A matriarch of the Land Art movement that is closely associated with the American Southwest, Lita Albuquerque has engaged with the surface of Earth from the South Pole to Saudi Arabia, Peru to Paris. But she has always given special attention to the music of the stars, and to the
desert—a fixture of both her Tunisian heritage and her life in LA. Albuquerque’s iconic celestial blue-and-gold sculptural paintings are often likened to interdimensional portals, but her multivalent work extends to architectural installation, dance-based performance, film and investigations in the natural and observational sciences.

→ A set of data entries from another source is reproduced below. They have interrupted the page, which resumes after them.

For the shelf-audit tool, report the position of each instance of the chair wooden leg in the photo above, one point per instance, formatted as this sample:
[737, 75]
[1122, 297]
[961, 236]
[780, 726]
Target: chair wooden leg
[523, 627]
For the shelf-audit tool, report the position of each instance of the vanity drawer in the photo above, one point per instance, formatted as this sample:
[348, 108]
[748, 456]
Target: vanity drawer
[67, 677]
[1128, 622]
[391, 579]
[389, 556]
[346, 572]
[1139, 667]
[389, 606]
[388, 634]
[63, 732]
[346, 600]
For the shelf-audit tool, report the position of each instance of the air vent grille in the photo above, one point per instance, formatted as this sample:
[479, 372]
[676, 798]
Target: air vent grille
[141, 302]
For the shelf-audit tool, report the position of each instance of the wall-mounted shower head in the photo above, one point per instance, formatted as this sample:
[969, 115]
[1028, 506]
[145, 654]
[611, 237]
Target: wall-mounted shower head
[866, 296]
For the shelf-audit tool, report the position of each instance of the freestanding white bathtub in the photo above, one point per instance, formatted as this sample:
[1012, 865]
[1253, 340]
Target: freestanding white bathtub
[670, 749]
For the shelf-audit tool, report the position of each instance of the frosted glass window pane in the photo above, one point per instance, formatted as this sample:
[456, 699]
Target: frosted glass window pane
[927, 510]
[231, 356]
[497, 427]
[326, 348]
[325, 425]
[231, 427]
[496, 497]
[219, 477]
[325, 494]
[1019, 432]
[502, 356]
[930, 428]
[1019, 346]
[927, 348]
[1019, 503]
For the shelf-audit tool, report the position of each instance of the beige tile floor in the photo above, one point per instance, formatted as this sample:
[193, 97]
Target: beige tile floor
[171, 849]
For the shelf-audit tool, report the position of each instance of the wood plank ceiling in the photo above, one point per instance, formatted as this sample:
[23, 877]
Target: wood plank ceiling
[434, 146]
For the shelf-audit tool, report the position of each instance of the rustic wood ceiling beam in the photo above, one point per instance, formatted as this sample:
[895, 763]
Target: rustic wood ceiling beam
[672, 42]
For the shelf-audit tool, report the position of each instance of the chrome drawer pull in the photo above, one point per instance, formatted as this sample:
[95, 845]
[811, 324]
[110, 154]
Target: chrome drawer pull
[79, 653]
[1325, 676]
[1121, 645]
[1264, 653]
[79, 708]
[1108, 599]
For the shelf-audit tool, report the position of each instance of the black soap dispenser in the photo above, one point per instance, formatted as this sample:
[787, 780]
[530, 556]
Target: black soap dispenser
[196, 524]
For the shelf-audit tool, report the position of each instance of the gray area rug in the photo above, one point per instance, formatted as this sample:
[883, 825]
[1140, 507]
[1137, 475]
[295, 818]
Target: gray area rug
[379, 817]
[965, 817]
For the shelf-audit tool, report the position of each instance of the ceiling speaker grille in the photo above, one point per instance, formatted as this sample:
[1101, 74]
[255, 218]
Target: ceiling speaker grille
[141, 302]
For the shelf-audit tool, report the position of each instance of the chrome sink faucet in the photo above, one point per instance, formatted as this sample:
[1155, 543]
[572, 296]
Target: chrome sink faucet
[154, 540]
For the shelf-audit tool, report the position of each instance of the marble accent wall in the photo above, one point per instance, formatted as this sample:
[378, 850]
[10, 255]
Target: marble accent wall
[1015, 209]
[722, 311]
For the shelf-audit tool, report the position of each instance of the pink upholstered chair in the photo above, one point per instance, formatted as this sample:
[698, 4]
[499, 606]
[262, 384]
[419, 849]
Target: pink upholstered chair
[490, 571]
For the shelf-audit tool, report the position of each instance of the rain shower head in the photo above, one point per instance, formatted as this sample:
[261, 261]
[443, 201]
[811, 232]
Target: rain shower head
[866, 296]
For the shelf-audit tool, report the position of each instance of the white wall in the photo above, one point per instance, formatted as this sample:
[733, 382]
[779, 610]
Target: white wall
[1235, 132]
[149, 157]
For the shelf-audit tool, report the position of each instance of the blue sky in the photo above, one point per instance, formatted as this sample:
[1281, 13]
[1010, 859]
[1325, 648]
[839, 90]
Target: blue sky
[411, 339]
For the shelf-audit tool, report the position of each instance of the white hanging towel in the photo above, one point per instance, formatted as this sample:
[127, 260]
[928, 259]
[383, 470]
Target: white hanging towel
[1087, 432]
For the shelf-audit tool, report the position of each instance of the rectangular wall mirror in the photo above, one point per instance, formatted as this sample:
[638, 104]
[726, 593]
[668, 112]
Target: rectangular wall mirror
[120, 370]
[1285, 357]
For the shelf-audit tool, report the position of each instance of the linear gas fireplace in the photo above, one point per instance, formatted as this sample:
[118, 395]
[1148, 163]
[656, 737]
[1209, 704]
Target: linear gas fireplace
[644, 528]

“Oh, I can talk about science!” Albuquerque exclaims over a Zoom call. “It started in 1969, when our car broke down in the Sahara. We saw a house in the distance and as we walked towards it, we realized it belonged to friends. When we arrived, they were watching the Moon landing live on TV! It could not have been more extraordinary; it rocked my world. Seeing Earth from space was a revolution in perspective as big as the Renaissance.”

Six years later, alone in the sarcophagus hall of The Met, she heard a disembodied voice say, “Pay attention to the feet.” Only later in the studio did she realize the message she was meant to receive: “Pay attention to the Earth.” She did. Albuquerque’s seminal 1978 piece Malibu Line—the first of what would become a signature process of laying organic pigments in geometrical patterns, activating energies of the landscape to connect body, earth and sky—was a cliffside trench of blue pigment that seemed to extend from her feet on the ground out to the horizon of sea and sky.

In June of this year, Albuquerque reimagined this piece. The new version was set further back into Malibu’s steep, winding canyons, giving the feeling of being at the source of a mountain stream carving its path down the hillside toward the sea. Though partly inspired by PST’s 2024 theme of art and science, Albuquerque’s Nomadic Division-supported recreation largely flowed from her communion with curator Ikram Lakhdhar, who is Tunisian herself. “We got to talking, and of course I grew up in Carthage, a site of history of the earth, the sea, the middle of the sky, the cosmos,” she says. “That side of me is so much a part of my work. I think the new Malibu Line came to be because Ikram saw that the line was really a longing for home.”

The stars have long figured in Albuquerque’s work. “Some of my most grounding research is in 9th- to 12th-century Islamic science and
astronomy,” she says. “When I did Stellar Axis in 2006 at the South Pole, I chose 99 of the brightest stars in the Southern hemisphere and made a symphony from their names. Just about all of them are in Arabic—named by the people who discovered them.” For Albuquerque, in contrast to traditional Western thought, the scientific has always been in concert with the spiritual. “The sacred aspect,” she explains, “I think that’s what we’ve forgotten.”

With PST, Albuquerque has two further opportunities to explore these ideas closer to home. Researching California’s intertwined excavations of space and gold, she learned that in 1952, two Caltech astrophysicists won the Nobel Prize for their work on nucleosynthesis, positing that heavier elements like gold form by exploding supernovae. At Caltech’s Pasadena campus, she’ll be gold-leafing a bridge in their honor. A Moment in Time opens in September, and in honor of its culmination on December 15, there’ll be a performance with dancers and singers, and a musical score inspired by the heady theory. She’ll also open a solo show in September, at Kohn Gallery, in which she will place a vast, thin layer of granite that looks as if the floor was removed to reveal the earth. As people carefully walk around its edges, she notes, they’ll really need to “pay attention to their feet.”